You’ve probably heard common advice like “Plan to spend 70% to 80% of your working income in retirement.” While it’s a quick shortcut, your retirement deserves better than a vague rule of thumb. Every person’s needs and goals are different, and there are better ways to arrive at your spending number.

 

Two ways to approach the spending question


As a retirement planner, I see people approach this question in two ways:


  1. “Here’s what I want to spend – can I afford it?”

    You’ve figured out a lifestyle you want, and now you want to know whether your savings, investments, and income sources (like Social Security) can support it.


  2. “Tell me what I can afford – and I’ll build my lifestyle around that.”

    In this case, we work backward from your available resources to determine a sustainable annual budget.


Both approaches are valid.
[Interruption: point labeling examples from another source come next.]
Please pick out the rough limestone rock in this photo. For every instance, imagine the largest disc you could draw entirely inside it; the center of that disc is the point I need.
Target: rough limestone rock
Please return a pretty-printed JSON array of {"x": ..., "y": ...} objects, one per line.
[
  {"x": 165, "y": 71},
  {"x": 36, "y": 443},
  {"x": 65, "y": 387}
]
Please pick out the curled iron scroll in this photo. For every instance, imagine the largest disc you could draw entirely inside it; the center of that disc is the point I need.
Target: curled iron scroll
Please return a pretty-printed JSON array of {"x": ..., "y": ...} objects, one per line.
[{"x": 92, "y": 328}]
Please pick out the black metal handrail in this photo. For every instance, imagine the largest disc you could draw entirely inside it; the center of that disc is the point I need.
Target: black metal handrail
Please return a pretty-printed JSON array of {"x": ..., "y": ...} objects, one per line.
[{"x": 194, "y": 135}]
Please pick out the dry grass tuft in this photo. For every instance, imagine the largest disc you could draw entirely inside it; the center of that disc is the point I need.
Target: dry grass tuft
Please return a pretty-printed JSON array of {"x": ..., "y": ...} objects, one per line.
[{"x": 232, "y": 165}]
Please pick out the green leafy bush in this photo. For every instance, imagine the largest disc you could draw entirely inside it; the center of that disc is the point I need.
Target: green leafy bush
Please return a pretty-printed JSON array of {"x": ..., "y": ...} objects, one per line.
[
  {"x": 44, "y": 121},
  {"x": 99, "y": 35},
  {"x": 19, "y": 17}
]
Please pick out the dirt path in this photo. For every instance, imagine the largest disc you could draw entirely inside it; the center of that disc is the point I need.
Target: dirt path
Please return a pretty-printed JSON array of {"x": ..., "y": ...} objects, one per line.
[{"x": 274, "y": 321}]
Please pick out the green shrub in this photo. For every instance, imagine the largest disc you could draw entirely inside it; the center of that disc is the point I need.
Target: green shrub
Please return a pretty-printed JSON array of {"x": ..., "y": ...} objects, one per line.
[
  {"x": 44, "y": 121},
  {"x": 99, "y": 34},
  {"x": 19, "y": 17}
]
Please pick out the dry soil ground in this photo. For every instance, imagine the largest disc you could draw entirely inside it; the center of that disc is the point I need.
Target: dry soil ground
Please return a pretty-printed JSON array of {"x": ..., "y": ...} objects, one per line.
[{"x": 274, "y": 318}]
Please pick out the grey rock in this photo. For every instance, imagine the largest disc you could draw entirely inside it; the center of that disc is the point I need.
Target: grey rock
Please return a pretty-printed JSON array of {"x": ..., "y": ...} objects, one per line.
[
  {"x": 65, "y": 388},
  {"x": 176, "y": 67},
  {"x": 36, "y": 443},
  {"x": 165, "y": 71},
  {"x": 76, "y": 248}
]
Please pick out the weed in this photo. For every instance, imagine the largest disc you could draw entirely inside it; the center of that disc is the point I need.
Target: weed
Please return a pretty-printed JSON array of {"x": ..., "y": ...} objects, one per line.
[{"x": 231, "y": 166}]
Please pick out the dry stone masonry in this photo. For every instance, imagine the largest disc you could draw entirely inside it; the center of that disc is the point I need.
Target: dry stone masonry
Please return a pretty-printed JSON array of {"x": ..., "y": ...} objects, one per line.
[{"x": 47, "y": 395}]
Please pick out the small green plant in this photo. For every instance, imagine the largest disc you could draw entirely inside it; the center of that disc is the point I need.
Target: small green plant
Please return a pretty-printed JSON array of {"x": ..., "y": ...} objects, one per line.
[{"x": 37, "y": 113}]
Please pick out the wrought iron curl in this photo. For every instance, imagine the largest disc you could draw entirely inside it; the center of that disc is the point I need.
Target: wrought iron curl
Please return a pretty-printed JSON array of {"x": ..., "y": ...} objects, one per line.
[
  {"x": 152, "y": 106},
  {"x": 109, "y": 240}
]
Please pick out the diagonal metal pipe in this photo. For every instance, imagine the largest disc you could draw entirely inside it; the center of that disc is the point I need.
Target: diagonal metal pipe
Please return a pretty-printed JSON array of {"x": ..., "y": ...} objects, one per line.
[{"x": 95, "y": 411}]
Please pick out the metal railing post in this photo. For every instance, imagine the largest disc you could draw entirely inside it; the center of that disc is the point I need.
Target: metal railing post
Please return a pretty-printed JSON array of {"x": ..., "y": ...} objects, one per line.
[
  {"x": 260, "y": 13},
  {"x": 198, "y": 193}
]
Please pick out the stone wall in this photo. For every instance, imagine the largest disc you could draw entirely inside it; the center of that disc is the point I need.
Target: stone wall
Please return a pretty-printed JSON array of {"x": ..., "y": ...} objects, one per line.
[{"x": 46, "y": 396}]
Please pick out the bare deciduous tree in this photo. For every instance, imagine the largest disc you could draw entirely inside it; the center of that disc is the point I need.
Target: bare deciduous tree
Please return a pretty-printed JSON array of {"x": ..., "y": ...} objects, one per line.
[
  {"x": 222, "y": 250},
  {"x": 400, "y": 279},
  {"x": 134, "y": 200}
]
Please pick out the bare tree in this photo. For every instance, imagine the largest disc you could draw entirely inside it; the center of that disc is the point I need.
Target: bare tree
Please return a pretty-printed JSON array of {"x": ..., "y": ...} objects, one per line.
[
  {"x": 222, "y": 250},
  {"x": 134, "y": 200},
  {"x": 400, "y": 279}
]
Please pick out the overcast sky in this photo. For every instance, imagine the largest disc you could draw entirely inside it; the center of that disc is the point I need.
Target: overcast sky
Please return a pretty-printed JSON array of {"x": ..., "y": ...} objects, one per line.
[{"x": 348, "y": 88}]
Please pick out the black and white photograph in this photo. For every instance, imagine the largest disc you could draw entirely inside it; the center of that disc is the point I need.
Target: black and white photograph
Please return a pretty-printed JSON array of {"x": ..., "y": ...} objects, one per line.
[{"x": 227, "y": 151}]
What matters is that we settle on a spending target – your number – to guide the rest of your retirement plan.

 

Start with your current take-home pay


A simple “top-down” approach is to use your current monthly take-home pay as a starting point. Then ask yourself:


  • Are you saving money now? If so, you’re already living on less than your take-home pay, which is good because it means you might be able to lower your retirement spending estimate a bit.

  • Are you relying on credit cards or loans to make ends meet? In that case, your spending number might need to go up – and your retirement timeline may need some adjusting.


This method won’t give you a perfect number, but it gets you close enough to start planning.

 

Want more precision? Build a budget


If you're a detail-oriented person (or just want more certainty), take time to build a detailed retirement spending plan. Start by organizing your expenses into four categories:


  1. Fixed monthly costs – Rent or mortgage, utilities, insurance, car payments.


  2. Variable monthly costs – Groceries, gas, dining out, entertainment.


  3. Recurring but non-monthly costs – Property taxes, insurance premiums, vacations, home repairs.


  4. Temporary expenses – Things you’re paying now (like a mortgage or college tuition) that will go away later.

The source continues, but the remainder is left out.